Tekan Karhutla di Kaltim, BNPB Kucurkan 3 Ton Garam Siapkan Hujan Buatan

Ancaman kebakaran hutan dan lahan (karhutla) yang diperparah oleh musim kekeringan di Kalimantan Timur memicu langkah cepat dari Badan Nasional Penanggulangan Bencana (BNPB). Demi meredam kepulan asap dan memadamkan titik-titik api, BNPB menggelar Operasi Modifikasi Cuaca (OMC) secara masif dengan menyiagakan setidaknya tiga ton garam dapur atau Natrium Klorida (NaCl) sebagai bahan penyemaian awan.

Langkah taktis ini diambil mengingat potensi pertumbuhan awan hujan di wilayah Kalimantan Timur berada pada level sedang hingga tinggi, yakni berkisar antara 50 hingga 70 persen.

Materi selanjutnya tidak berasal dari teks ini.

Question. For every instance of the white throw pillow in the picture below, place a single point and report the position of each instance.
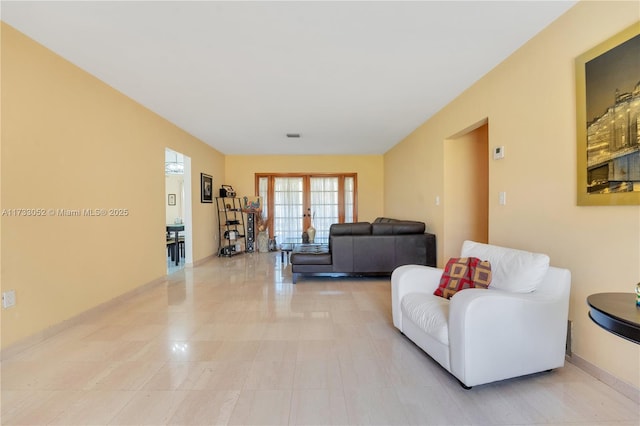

Adanya potensi atmosfer ini dimanfaatkan secara optimal oleh tim BNPB untuk mengintervensi cuaca dan mendatangkan hujan buatan di titik-titik rawan karhutla.

Tenaga Ahli Kepala BNPB, Marsma TNI Albertus Irianto, mengungkapkan bahwa keberadaan kumpulan awan potensial menjadi celah emas untuk menekan dampak buruk karhutla. Menurutnya, penyemaian garam difokuskan pada sejumlah wilayah krusial, seperti Kabupaten Kutai Kartanegara, Kutai Timur, Kota Samarinda, Balikpapan, Kutai Barat, hingga Kabupaten Penajam Paser Utara.

Langkah Pencegahan dan Tantangan Lahan Gambut

Meskipun teknologi modifikasi cuaca ini memberikan harapan besar, penanganan karhutla di lapangan tetap memerlukan pemantauan ketat terhadap titik panas (hotspot) dan kondisi atmosfer secara terus-menerus. Fenomena kekeringan ekstrem membuat sejumlah lahan gambut di Kalimantan Timur sangat rentan terbakar dan memerlukan penanganan ekstra khusus.

Kepala Pelaksana BPBD Kaltim, Buyung Dodi Gunawan, menegaskan pentingnya kolaborasi lintas sektor dalam menghadapi krisis lingkungan ini. Penanganan karhutla tidak boleh hanya berfokus pada pemadaman saat api sudah membesar, melainkan harus mengedepankan aspek deteksi dini, pencegahan, dan kesiapsiagaan personel.

Sebaran kabut asap akibat karhutla ini sebelumnya telah memicu penurunan kualitas udara yang cukup drastis di Kota Samarinda dan sekitarnya. Dengan diluncurkannya tiga ton bahan semai ini, diharapkan intensitas hujan berkategori ringan hingga sedang dapat segera mengguyur area terdampak, sehingga kualitas udara membaik dan ancaman karhutla dapat terkendali sepenuhnya.